Researching Market Size

Though obviously growing in popularity as a sport (as informally measured by the number of magazines, forums, websites, groups, etc. dedicated to the sport), it has been unusually difficult to find thorough market data around kite surfing. The following illustrate some of the methods by which I am attempted to gather research for market sizing purposes.

 

Use research studies to validate basic assumptions: one of the more thorough research reports I was able to find was a November 2006 survey conducted by University Trier of over 850 kite surfers. The first part of the report can be found here. While this report is dated, it still provides some valuable demographic information, such as the fact that 60% of kite surfers have a college degree.
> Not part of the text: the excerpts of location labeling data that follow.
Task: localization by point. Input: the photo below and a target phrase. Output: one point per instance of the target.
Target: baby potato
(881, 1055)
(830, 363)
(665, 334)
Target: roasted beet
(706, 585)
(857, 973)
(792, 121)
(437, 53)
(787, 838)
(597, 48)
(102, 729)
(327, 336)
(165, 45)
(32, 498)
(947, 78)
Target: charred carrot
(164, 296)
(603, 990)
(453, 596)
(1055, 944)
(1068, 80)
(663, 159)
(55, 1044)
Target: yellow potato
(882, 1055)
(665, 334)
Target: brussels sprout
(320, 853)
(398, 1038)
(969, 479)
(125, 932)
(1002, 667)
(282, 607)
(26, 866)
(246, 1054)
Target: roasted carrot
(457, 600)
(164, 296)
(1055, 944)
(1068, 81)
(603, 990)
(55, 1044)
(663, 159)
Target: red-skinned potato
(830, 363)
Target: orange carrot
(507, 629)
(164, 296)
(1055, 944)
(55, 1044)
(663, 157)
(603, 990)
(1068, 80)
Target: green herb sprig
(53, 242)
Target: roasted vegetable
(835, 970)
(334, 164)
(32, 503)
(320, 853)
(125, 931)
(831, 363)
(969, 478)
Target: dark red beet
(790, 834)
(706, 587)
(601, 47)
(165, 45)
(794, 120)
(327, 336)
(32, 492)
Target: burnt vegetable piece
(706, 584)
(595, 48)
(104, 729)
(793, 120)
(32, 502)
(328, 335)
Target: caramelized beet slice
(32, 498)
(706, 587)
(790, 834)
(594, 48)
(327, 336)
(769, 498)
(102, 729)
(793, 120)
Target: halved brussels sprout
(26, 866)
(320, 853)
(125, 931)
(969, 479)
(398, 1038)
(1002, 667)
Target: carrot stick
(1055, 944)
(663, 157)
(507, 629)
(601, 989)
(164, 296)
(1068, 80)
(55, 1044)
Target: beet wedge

This can be used for customer segmentation.

 

Use older numbers, extrapolate based on market expectations: 

  • SBC Kiteboard Study (leading kite surfing magazine): In 2006, over 210,00 kite surfers, over 114,500 kites sold that year
  • Study update: In 2008, “Industry leaders place the participation rate growth between 35% and 50% and sales growth at well over 10%”

 

Consider kite surfing as a subset of extreme sports: kite surfing is sometimes lumped in with other “extreme sports” and finding data about this broader category could be helpful since our customers are frequently involved in other activities. The following chart is from a study by University Trier in 2006 on kite surfing; the graph shows other sports that kite surfing enthusiasts participate in. Part of our value proposition is to make the sport more accessible to the causal athlete. One of the biggest hurdles for taking up kite surfing is the high start up cost. Kites can cost upwards of $1500 each and its a sport by which most need to take lessons in order to learn. By making the sport more affordable through producing a lower-cost, higher value kite, we hope to capture more of the extreme sport market.

 

Use a proxy like wind surfing: Kite surfing can be a compliment to other sports, it does not have to compete for the same customer. For example, wind surfing requires winds of 15 knots or more, otherwise you’re technically “wind suffering”. On the other hand, kite surfing can be done in winds as low as 10-15 knots, sometimes less. Wind surfers have an easier time than most customers in learning how to kite surf due to the similar nature of the two sports. The wind surfing market could be a great proxy for the market we hope to address. In another vein, we can look at a sport like skiing and consider the growth of that industry. It started as an expensive sport but gradually the price point of equipment decreased as popularity grew…or perhaps it was the other way around. I’ll look into this idea more!